Penne with Peas and Pancetta Recipe

  • 6 ounces dried penne pasta
  • 4 ounces pancetta or bacon, coarsely chopped
  • 1 medium onion, chopped
  • 3 cloves garlic, minced
  • 1 1/4 cups fat-free milk
  • 1 tablespoon all-purpose flour
  • 1 (15 ounce) can Del Monte® Sweet Peas, drained
  • 1/3 cup Parmesan cheese
  • Cracked black pepper
  • Chopped fresh sage leaves (optional)
  1. Cook pasta according to package directions; drain. Cover and keep warm.

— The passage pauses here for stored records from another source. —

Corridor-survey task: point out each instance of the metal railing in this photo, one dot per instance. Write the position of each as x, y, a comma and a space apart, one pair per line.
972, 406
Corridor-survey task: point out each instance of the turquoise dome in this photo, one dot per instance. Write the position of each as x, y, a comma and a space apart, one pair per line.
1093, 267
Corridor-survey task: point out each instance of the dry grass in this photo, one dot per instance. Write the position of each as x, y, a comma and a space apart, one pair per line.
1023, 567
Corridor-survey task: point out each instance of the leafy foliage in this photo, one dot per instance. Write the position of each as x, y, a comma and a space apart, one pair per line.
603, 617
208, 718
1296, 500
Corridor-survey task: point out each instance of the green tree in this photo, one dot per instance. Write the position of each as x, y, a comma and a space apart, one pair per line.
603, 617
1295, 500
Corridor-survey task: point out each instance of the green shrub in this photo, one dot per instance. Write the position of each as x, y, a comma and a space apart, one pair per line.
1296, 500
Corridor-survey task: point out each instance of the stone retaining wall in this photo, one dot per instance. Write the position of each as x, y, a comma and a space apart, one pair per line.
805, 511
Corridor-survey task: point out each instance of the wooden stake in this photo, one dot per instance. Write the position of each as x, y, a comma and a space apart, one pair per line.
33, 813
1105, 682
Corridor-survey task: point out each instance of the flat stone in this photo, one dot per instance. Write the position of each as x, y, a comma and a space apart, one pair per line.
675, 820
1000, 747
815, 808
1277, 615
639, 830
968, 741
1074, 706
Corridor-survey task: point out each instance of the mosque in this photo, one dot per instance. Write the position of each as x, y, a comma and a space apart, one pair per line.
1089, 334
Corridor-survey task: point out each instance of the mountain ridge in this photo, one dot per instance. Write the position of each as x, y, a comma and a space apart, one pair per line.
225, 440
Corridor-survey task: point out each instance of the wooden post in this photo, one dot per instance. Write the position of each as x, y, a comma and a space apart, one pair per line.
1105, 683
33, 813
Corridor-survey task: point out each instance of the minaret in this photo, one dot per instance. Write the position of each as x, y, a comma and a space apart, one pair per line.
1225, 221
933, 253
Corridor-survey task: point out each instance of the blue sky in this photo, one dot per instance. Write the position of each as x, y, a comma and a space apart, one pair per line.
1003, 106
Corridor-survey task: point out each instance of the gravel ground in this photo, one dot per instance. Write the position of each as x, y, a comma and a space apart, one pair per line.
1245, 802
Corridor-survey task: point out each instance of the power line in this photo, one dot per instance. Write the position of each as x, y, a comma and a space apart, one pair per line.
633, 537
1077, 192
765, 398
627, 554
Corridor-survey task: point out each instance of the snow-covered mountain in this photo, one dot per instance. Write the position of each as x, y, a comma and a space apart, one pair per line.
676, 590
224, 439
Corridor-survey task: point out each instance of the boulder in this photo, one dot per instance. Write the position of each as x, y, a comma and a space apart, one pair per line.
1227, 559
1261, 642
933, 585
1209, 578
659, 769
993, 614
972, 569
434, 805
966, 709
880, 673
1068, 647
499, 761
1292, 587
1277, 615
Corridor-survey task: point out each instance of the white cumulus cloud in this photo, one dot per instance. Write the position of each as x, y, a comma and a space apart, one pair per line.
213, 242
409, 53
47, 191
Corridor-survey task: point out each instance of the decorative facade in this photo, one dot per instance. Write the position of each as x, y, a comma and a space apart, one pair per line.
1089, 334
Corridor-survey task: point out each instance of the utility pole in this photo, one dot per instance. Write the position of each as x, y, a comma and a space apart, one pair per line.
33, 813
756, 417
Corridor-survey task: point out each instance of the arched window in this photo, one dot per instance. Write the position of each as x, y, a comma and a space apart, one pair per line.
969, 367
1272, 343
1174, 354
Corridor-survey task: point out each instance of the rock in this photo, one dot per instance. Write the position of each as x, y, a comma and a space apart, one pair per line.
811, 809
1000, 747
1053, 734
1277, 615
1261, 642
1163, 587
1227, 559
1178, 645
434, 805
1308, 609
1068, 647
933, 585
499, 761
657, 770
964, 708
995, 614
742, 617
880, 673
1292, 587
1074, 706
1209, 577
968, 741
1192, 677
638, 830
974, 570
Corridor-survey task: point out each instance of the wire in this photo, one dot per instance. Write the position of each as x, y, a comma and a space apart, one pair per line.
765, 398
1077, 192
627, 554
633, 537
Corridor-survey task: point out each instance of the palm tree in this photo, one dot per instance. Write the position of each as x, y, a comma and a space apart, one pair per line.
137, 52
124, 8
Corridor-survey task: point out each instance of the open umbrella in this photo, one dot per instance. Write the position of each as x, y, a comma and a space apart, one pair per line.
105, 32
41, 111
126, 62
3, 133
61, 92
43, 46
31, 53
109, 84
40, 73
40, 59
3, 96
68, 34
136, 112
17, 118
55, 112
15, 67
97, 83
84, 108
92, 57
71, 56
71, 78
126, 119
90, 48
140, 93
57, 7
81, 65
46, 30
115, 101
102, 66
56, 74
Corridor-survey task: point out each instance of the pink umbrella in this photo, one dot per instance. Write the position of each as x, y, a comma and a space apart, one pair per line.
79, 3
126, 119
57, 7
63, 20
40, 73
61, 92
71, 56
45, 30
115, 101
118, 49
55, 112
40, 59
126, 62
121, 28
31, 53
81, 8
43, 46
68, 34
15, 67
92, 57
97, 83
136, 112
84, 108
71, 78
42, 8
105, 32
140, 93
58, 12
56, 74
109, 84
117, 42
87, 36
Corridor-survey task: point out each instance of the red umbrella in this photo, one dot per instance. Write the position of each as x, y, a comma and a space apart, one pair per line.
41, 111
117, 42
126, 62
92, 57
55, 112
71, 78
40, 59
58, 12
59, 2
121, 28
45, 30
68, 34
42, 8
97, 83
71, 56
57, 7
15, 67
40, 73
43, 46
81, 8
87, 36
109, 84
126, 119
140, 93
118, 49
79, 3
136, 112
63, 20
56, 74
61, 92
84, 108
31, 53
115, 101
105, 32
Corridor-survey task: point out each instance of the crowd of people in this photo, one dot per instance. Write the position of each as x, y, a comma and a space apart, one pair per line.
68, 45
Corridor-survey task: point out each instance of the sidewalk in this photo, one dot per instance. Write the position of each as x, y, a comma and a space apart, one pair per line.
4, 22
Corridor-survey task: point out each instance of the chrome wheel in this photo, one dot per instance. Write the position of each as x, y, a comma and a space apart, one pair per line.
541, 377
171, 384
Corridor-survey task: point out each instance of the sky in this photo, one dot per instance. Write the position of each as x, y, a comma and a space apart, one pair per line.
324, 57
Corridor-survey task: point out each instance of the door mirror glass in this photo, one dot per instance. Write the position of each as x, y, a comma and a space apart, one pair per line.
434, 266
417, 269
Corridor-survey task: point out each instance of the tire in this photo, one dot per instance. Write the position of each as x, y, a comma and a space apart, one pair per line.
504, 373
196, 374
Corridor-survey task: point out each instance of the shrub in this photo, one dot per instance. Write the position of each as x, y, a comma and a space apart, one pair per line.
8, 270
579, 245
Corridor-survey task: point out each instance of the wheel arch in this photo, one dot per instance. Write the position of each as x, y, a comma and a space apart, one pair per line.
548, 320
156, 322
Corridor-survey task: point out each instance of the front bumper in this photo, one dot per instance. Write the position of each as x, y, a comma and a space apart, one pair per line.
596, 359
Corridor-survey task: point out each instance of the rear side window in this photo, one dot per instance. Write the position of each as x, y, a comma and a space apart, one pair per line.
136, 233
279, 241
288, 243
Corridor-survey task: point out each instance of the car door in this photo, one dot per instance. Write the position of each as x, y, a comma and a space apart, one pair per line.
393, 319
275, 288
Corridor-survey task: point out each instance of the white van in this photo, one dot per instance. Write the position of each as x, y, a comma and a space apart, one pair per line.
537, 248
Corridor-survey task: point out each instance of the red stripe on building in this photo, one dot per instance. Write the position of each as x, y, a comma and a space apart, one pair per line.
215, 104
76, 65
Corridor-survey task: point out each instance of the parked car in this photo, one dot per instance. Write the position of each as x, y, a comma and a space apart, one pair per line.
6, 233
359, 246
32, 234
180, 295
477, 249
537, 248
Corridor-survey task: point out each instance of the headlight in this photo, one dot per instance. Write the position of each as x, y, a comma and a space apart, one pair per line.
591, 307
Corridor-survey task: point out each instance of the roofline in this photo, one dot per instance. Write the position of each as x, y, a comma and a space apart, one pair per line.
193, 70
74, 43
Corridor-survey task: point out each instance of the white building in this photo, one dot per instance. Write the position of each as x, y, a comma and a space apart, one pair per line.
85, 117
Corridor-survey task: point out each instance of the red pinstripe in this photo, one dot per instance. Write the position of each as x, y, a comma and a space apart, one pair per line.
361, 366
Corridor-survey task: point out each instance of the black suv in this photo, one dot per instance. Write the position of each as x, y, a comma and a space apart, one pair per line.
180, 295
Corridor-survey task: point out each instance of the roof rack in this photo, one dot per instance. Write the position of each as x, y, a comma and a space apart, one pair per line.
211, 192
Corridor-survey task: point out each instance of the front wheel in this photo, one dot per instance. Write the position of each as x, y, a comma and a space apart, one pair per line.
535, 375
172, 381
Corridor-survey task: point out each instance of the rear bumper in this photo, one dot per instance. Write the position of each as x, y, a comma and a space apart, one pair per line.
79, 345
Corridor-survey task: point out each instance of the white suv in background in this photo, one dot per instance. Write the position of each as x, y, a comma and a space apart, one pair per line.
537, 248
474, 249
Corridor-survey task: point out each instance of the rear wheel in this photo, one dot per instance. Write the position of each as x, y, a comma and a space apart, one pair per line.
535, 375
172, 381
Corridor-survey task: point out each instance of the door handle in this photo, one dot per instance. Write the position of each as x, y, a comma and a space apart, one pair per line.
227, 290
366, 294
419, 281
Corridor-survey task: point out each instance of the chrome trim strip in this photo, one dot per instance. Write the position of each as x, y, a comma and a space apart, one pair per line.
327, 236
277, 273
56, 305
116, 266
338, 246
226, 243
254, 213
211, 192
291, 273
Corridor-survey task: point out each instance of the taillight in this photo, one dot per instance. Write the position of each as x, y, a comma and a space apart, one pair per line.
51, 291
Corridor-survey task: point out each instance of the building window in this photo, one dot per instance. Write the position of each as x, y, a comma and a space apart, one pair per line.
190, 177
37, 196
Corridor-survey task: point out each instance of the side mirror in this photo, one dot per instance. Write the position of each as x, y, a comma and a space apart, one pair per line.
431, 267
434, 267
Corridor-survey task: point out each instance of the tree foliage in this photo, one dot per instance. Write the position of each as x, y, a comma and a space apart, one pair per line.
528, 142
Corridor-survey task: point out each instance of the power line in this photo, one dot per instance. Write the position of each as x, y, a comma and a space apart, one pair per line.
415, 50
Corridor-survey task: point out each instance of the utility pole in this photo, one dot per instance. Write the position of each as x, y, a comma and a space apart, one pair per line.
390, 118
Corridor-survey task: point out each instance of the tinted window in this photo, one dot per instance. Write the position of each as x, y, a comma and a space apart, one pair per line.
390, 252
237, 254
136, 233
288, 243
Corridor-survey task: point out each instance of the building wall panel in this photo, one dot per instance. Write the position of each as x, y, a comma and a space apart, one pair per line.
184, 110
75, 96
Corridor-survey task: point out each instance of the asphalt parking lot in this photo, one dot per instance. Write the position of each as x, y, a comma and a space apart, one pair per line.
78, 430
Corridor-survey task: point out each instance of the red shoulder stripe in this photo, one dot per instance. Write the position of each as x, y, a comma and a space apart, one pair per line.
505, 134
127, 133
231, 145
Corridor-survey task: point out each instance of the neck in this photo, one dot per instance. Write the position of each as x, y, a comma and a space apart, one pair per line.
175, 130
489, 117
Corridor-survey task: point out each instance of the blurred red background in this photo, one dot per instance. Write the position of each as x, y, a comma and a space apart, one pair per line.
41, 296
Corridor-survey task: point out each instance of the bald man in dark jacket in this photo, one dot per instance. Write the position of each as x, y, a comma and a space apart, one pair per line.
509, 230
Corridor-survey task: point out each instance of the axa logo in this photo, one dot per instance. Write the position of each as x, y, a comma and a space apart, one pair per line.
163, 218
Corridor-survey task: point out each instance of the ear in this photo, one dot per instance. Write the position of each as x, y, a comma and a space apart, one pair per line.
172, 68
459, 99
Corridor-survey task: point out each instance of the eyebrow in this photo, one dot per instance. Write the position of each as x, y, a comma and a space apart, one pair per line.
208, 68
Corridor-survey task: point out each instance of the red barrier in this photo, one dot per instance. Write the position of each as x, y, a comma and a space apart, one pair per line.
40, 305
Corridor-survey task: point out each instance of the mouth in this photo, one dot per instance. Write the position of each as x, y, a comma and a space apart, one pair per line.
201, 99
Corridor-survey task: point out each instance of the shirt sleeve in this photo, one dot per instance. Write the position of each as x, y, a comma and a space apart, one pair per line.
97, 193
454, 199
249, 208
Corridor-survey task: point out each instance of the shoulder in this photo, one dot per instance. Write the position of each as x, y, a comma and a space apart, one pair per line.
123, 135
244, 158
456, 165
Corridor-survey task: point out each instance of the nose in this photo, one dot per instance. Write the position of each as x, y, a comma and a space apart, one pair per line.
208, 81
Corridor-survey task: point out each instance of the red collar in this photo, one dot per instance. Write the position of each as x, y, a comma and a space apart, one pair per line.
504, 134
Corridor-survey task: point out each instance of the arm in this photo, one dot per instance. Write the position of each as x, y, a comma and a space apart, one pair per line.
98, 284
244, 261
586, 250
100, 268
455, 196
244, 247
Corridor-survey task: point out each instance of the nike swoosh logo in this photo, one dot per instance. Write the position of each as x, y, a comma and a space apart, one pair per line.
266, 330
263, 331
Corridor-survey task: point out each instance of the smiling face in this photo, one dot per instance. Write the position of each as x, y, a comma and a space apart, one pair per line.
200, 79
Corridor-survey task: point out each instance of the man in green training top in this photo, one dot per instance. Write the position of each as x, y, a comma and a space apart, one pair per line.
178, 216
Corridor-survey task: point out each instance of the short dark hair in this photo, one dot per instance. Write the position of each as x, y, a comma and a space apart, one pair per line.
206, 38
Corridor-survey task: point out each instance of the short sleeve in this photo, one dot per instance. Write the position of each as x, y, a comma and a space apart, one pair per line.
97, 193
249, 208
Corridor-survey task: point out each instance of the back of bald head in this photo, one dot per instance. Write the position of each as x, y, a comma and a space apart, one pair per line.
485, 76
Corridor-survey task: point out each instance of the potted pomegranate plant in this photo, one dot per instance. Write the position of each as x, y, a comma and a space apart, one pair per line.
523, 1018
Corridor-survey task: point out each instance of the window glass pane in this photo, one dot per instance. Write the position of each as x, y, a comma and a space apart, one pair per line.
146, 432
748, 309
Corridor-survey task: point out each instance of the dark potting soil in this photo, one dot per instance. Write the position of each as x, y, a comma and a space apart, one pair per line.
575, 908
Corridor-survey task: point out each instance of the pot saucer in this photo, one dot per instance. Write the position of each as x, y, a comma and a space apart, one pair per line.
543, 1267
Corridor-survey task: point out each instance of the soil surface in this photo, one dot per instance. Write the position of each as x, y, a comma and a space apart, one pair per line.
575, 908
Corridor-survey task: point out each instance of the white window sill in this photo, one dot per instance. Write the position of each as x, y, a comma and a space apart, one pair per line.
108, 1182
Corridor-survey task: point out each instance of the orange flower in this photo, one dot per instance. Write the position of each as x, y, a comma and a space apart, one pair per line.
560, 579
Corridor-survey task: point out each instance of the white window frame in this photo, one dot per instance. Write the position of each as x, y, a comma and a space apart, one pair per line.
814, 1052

  2. Cook pancetta over medium heat in a large skillet until crisp. Using a slotted spoon, transfer pancetta to paper towels to drain, reserving 1 tablespoon drippings in skillet. Add onion and garlic to drippings in skillet; cook and stir for 4 to 5 minutes or until tender.
  3. Whisk together milk and flour in a small bowl. Add milk mixture to skillet. Cook and stir until thickened and bubbly. Cook and stir for 2 more minutes. Add canned peas and pancetta to the cooked pasta; gently toss to coat.
  4. To serve, sprinkle pasta with cheese and pepper. If desired, top with sage.